How do I know when my daughter is going to get her period?
Don’t we all wish we knew the answer to that one?! Especially your daughter…
There is no sure sign that your daughter is about to get her period. There are, however, a few clues. The following changes often happen before a girl gets her period. Of course, the body doesn’t always follow a list of instructions, so there will be girls who don’t fit this mold. But here are a few things to look for:
- Breasts. They don’t have to be huge, but there is almost always some breast development before a first period.
- Hair. Some girls have a lot while other only a little, but most girls can see at least some hair in their armpits or around their vagina before their periods begin. If your daughter is a private person, you may have no clue about her hair growth. But hair in other places – like the arms and legs – can get thicker or more noticeable as well.
- Sweat and pimples. These appear as sweat and oil glands respond to hormones. But they can precede a period by years.

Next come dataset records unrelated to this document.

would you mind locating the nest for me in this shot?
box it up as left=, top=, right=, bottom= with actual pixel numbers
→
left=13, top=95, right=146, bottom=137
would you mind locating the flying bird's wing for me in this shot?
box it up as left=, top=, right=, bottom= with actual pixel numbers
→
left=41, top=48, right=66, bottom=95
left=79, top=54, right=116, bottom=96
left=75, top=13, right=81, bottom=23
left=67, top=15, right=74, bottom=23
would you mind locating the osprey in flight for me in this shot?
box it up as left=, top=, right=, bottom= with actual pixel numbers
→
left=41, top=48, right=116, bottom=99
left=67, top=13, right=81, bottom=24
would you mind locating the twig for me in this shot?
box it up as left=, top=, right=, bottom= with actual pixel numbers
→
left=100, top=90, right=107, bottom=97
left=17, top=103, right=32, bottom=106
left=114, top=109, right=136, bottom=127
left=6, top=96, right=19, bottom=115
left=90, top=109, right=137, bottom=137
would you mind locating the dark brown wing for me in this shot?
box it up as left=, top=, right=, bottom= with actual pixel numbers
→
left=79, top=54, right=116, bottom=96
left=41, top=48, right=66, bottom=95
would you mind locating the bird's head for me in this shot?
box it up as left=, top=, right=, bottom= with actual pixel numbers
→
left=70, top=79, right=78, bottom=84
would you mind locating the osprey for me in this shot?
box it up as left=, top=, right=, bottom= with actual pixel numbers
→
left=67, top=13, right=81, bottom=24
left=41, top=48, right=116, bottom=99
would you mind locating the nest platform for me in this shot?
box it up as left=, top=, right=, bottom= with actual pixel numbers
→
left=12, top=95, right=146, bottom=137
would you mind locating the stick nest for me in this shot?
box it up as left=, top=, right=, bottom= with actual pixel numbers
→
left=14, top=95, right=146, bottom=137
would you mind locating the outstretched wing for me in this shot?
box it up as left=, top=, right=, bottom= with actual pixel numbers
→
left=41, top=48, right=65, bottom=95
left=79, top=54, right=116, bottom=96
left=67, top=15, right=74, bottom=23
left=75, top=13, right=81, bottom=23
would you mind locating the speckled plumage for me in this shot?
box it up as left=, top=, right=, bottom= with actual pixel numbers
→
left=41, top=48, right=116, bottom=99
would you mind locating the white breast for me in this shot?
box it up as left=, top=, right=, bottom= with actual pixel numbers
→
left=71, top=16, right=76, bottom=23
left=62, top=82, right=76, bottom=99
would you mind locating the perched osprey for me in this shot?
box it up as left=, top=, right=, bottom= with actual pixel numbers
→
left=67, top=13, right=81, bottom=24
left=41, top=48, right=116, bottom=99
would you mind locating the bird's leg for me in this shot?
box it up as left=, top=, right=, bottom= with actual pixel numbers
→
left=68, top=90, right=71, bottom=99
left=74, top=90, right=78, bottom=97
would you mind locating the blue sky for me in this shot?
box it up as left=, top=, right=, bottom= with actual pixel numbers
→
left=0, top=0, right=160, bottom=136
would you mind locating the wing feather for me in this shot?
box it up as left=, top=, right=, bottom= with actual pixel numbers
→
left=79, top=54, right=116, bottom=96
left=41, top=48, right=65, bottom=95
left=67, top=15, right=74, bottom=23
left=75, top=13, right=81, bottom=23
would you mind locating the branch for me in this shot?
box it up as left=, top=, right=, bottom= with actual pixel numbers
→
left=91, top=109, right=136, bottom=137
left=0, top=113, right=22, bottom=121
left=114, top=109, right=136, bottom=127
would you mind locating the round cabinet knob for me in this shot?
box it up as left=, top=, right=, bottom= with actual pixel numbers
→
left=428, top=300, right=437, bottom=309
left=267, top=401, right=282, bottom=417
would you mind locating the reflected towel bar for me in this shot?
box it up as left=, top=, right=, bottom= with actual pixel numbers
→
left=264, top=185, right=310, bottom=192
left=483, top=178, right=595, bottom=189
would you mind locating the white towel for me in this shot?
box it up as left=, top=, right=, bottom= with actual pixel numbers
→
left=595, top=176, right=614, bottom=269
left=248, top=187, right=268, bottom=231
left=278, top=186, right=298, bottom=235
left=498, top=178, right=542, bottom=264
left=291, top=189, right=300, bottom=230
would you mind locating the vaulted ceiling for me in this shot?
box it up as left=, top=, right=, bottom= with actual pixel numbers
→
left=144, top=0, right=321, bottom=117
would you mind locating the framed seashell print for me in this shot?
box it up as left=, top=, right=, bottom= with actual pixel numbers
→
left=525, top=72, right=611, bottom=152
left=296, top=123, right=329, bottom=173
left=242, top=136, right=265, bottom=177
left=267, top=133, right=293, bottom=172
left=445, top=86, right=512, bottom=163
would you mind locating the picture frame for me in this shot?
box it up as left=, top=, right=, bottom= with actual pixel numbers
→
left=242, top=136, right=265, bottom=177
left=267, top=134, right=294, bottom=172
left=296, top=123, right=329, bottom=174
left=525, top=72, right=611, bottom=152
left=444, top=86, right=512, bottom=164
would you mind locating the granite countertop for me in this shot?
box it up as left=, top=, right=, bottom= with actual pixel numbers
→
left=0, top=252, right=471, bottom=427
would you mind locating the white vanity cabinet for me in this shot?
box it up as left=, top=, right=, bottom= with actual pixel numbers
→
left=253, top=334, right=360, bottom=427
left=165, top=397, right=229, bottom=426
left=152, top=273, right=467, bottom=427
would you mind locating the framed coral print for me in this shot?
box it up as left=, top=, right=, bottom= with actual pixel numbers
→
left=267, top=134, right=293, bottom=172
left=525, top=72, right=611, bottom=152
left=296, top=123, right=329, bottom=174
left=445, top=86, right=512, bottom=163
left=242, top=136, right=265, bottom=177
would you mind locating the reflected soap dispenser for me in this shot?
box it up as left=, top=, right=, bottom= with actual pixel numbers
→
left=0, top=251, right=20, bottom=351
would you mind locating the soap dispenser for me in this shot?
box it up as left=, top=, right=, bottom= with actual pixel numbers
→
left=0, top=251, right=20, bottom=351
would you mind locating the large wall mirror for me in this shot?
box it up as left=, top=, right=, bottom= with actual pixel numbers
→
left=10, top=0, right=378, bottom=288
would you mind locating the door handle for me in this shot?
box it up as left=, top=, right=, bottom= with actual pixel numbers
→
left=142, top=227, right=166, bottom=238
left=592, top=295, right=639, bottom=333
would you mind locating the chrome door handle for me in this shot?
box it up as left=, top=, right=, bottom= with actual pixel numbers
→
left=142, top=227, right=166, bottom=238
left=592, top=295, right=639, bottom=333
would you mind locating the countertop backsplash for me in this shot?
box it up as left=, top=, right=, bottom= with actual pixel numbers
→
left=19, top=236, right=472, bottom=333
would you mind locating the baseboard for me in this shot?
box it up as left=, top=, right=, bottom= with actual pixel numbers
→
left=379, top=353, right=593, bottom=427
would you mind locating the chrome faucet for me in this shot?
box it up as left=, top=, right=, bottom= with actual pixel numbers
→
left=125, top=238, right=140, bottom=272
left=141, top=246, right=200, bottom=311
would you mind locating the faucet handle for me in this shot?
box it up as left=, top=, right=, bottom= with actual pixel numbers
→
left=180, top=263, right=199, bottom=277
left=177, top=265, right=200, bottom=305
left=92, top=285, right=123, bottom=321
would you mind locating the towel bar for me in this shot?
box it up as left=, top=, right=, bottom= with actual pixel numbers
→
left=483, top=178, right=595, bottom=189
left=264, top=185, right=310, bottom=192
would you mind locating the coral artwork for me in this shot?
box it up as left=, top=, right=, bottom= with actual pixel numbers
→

- Moods. These, too, can show up ages before a period. But moodiness – everything from sadness to anger to silliness – is a sign of shifts in hormone levels, and these are the same hormones that control the menstrual cycle.
- Vaginal discharge. This clear liquid-but-sticky fluid first appears every once in a while, but eventually comes every day. The increase in frequency can be a sign that a girl is getting ready to start her period.
Once she starts getting her period, encourage your daughter to pay attention to how her body feels in the hours or days before the bleeding begins. You don’t want to encourage drama, but if she notices that her breasts feel tender or her belly has some cramps she may begin to clue into the timing of her cycle. Some girls want to wear a pad every day just in case, and that’s fine! And you might also encourage the use of a calendar to keep track of when her periods start and end – once they become regular, she can use the calendar to predict when the next one will arrive.